[HN Gopher] Load Testing: An Unorthodox Guide
       ___________________________________________________________________
        
       Load Testing: An Unorthodox Guide
        
       Author : fagnerbrack
       Score  : 82 points
       Date   : 2022-09-24 07:54 UTC (2 days ago)
        
 (HTM) web link (www.marcobehler.com)
 (TXT) w3m dump (www.marcobehler.com)
        
       | kqr wrote:
       | Very good article, I think! Reveals many of the subtleties that
       | are easy to get wrong.
       | 
       | ----
       | 
       | > A common shortcut is to generate the load on the same machine
       | (i.e. the developer's laptop), that the server is running on.
       | What's problematic about that? Generating load needs
       | CPU/Memory/Network Traffic/IO and that will naturally skew your
       | test results, as to what capacity your server can handle
       | requests.
       | 
       | This fear is overplayed, I think. A lot of production software is
       | slow enough that load generation will not be a significant
       | CPU/memory/network load. By worrying about this people miss other
       | things that they should worry about much more.
       | 
       | ----
       | 
       | > Run the actual load test for 1-5 minutes. (great numbers, huh?)
       | 
       | This is another common problem: for many garbage collected
       | platforms (and platforms with other types of occasional delayed
       | work), 1-5 minutes is not enough to trigger the pathological
       | behaviour you want to test for. Some systems need to be loaded
       | for 4-6 hours or more to see the full spectrum of behaviour.
        
         | drewcoo wrote:
         | > This fear is overplayed, I think.
         | 
         | It can be difficult to separate the effects on the system from
         | the loader and the server. I think if it's overplayed it's
         | because it's trying to convince people to not make it hard.
         | 
         | Even doing them both on the same box is valuable, though.

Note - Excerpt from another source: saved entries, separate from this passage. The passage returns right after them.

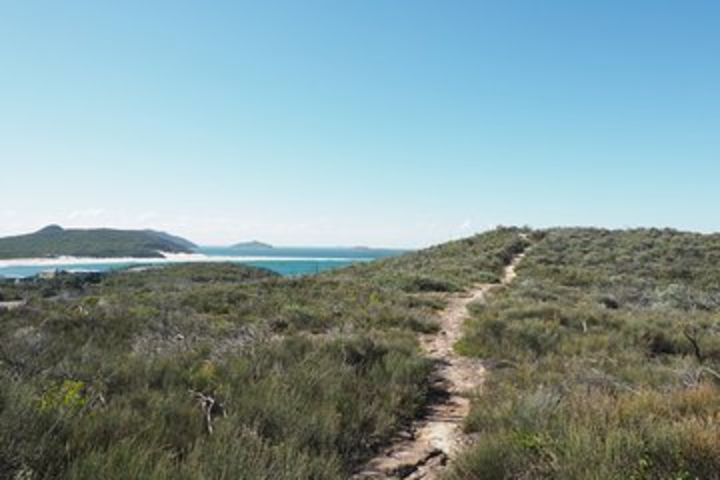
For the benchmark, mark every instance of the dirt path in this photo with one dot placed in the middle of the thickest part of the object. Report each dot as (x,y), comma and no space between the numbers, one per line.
(436,438)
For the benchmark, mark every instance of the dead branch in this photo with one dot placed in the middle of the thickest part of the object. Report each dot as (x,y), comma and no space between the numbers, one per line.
(210,407)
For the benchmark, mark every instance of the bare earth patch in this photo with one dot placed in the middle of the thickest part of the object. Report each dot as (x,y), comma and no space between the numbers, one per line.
(436,438)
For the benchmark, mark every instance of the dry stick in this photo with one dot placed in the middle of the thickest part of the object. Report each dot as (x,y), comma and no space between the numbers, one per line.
(207,405)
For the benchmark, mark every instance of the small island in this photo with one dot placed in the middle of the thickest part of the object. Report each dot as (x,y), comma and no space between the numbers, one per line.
(55,241)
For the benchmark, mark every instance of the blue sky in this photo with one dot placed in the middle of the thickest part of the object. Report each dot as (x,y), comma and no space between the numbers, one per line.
(397,123)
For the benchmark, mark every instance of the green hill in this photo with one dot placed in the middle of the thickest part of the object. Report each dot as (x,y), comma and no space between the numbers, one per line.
(252,245)
(601,360)
(54,241)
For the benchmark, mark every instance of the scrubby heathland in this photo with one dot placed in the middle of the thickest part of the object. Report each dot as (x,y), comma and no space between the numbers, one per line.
(222,371)
(603,360)
(607,361)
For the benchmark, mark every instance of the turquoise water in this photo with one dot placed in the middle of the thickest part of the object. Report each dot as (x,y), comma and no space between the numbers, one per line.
(286,260)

         | Functional tests aren't going to catch concurrency issues but
         | load testing however you want to do it just might.
        
       | sparsely wrote:
       | It's very easy to misinterpret the results of load tests. A
       | common mistake is to run the wrong sort of load test (explained
       | here[1]) and have your loaders automatically back off when
       | latency starts increasing. As the author of the OP touches on in
       | a different context, you're now running a pseudo-limit test
       | instead!
       | 
       | I like the author's emphasis on only proceeding if the server's
       | metrics are clearly within normal ranges.
       | 
       | [1]
       | https://gatling.io/docs/gatling/reference/current/core/injec...
        
       | fizwhiz wrote:
       | > It's also important that the loader generates those requests at
       | a constant rate, best done asynchronously, so that response
       | processing doesn't get in the way of sending out new requests.
       | 
       | Coordinated Omission is subtle but deserves more color:
       | https://groups.google.com/g/mechanical-sympathy/c/icNZJejUHf...
        
       | [deleted]
        
       | mikessoft_gmail wrote:
        
       | aymar_99 wrote:
       | https://gatling.io/ Gatling is one among the load test tools
       | people need to give a shot. It uses akka for generating
       | asynchronous loads. And it's good from a programmer standpoint
       | since load test scripts can be programmed and maintained as any
       | other script.
        
       | AzzieElbab wrote:
       | Good article. One thing I would add is the necessity to include
       | failures/unhappy path scenarios in your load scripts. See if all
       | that logging/tracing really is free :)
       | 
       | Slightly off topic: do people still run any load/performance
       | tests on cloud hosted sites? it seems like spiking your aws load
       | is becoming prohibitively expensive. Also, in the real world
       | replacing third party services with some intelligent
       | mocks(simulating failures and latency) can be super complex.
        
       | arein3 wrote:
       | Did anyone use hedless chrome with puppeteer for load tests?
        
         | dev_throw wrote:
         | None of the utility libraries helped with this, instead wrote a
         | shell script to orchestrate concurrent puppeteer load tests
         | with jest and collect and parse reports. It is very resource
         | intensive and spiky. I'm looking to see how we can make it more
         | efficient.
        
       | vinay_ys wrote:
       | Building systems that can scale _efficiently_ requires careful
       | design and implementation. I have seen teams relax the efficiency
       | requirement and manage to handle high load by pre-scaling-up the
       | provisioned capacity of their systems many hours in advance of an
       | anticipated traffic load. This is obviously very wasteful of
       | resources, but also it makes your system brittle, non-resilient.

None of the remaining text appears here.